In 2014, AAP leader Somnath Bharti had led a "raid" on the private residence of three Ugandan women in the Khirki extension, vowing to end the "sex and drugs racket" that he insisted was taking place there. While several people pointed out that this was vigilantism, the AAP had rallied behind Bharti and staged a one-day dharna demanding strict action against those heading drug and prostitution rackets in the city.
According to a Firstpost report, a resident's welfare association (RWA) had published a pamphlet proclaiming that along with their successful installation of CCTV cameras on the streets and the cleaning of sewer lines, they had managed to "cleanse" the streets of transgenders and Africans.
The report also cited an incident from 2011, when an underground bar run by Africans, and said to be unauthorised, was ransacked by supporters of a vigilante right-wing group. A BJP worker from Malviya Nagar was quoted as saying that the bar was a den of anti-social elements.
In 2014, an NIIT student of computer science from Burkina Faso, along with two of his friends, was attacked by a mob at Delhi's Rajiv Chowk metro station. This was after they objected to a person taking photos of them and making fun of them.
The student was quoted as saying, “We do not live in India, we survive here. People in the national capital treat us as if we are not human beings.”
While authorities in India have frequently denied that such attacks had a racial angle, diplomats from African nations do not share the same view. After a series of attacks on Nigerian students in 2017, the African Heads of Mission had said the attacks were "xenophobic and racial", as reported by BBC. The envoys had also said that authorities in India had failed to "sufficiently condemn" the incidents, or take enough visible steps aimed at deterrence.
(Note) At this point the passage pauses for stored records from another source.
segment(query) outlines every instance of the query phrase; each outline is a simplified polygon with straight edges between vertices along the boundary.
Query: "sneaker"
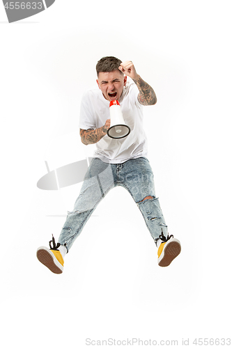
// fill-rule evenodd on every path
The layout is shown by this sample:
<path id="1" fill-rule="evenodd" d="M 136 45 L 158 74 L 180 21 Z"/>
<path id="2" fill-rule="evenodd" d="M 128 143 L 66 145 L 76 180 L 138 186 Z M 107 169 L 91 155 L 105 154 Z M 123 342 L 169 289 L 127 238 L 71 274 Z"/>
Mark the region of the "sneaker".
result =
<path id="1" fill-rule="evenodd" d="M 52 242 L 53 248 L 51 245 Z M 37 249 L 36 253 L 38 260 L 56 274 L 61 274 L 63 269 L 63 258 L 60 251 L 58 250 L 60 245 L 60 243 L 58 243 L 56 246 L 55 239 L 52 235 L 52 240 L 49 242 L 50 249 L 46 246 L 40 246 Z"/>
<path id="2" fill-rule="evenodd" d="M 162 230 L 162 234 L 159 236 L 162 241 L 158 248 L 158 265 L 162 267 L 169 266 L 171 262 L 179 255 L 181 251 L 180 241 L 173 238 L 173 235 L 165 237 Z M 171 239 L 171 237 L 172 239 Z"/>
And when public representatives in India have sought to make protestations about people not holding racist attitudes, they have at times made things worse. A case in point is Tarun Vijay, who said that Indians are not likely to be racist, as they are used to living "among black people" — referring to people in South India. He was quoted as saying, "If we were racist, why would... all the entire South — you know, Kerala, Tamil, Andhra, Karnataka — why do we live with them? We have blacks... black people around us," he said.